During Fakhr al-Din al-Qibti's tenure in office, he began doing good deeds throughout the Sultanate and serving the Egyptian nation with all sincerity. He built a large number of mosques and madrasas (schools), a bimaristan (large hospital), and a school in Nablus, Palestine. He built a second bimaristan in Ramla, Palestine. This is in addition to his mosques and madrasas in Cairo and other cities in Egypt, the most famous of which is his mosque on Roda Island in Cairo. Until Emir Fakhr al-Din al-Qibti became the most powerful man in the Egyptian Mamluk Sultanate without a dispute, as Fakhr al-Din al-Qibti was loved by all the people, and feared by Sultan al-Nasir Mahammad himself, so Sultan Mahammad could not make a decision without referring to Fakhr al-Din. If Fakhr al-Din rejects the decision, the Sultan returns his decision immediately.

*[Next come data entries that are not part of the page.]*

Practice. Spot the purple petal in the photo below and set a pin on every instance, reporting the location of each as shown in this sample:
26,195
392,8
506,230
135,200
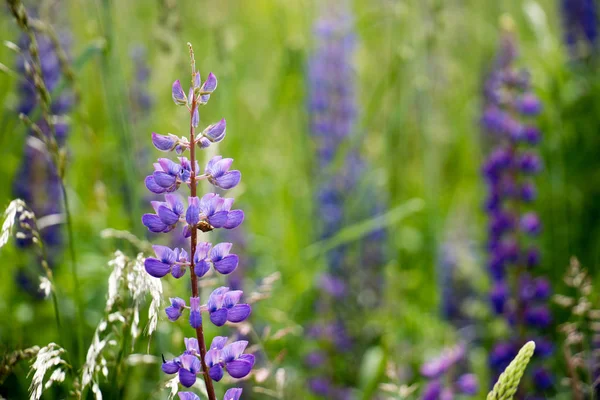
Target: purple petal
234,219
202,251
175,203
190,362
218,342
163,142
195,319
233,394
178,271
239,313
170,367
216,372
232,298
227,265
203,143
164,253
225,204
156,268
233,350
173,313
228,180
211,83
219,219
153,223
191,345
212,357
186,377
218,166
178,94
164,179
192,216
215,300
239,368
195,117
188,396
201,268
219,317
152,186
211,164
220,250
167,215
215,132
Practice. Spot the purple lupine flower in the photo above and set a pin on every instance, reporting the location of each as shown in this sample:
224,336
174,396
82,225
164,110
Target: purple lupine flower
580,22
438,369
213,133
508,172
175,310
36,180
218,173
210,212
188,396
229,357
168,175
468,384
195,315
178,94
223,306
203,214
333,113
167,260
233,394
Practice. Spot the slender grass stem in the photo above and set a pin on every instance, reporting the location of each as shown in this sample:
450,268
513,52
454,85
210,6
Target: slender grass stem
195,293
74,273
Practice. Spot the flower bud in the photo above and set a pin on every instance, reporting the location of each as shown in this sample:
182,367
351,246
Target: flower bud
178,95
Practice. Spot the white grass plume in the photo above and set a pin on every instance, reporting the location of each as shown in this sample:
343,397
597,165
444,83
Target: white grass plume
48,358
15,206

In one of the situations that indicates this, an emir asked Sultan Muhammad to give him a fief, and the Sultan said to him, “If Ibn Qalawun had written, the judge Fakhr al-Din will not give you.” Fakhr al-Din al-Qibti was the closest man to The Sultan and the most loyal of them, next to the leader Ibrahim bin Shaddad, the Muqadam al-Dawla (close to modern-day interior minister), who also has rural Egyptian origins too.

Emir Fakhr al-Din al-Qibti was a very devout Muslim. He performed Hajj (pilgrimage to Mecca) 10 times, went to Jerusalem often, and visited its sanctities This is in addition to the large number of mosques, schools, and hospitals that he built throughout the Sultanate, especially Egypt and Palestine.

Emir Fakhr al-Din al-Qibti died in 1332 AD during the lifetime of al-Nasir Mahammad ibn Qalawun, who held a magnificent funeral for him.

== Legacy ==
The historian Ibn Hajar al-Asqalani says about Fakhr al-Din al-Qibti:“Many people in the Nasiri state benefited from him, including emirs, judges, scholars, righteous men, and soldiers. None of the emirs and holars were in his position with Sultan al-Nasir and he used to joke with him and share his secrets with him.”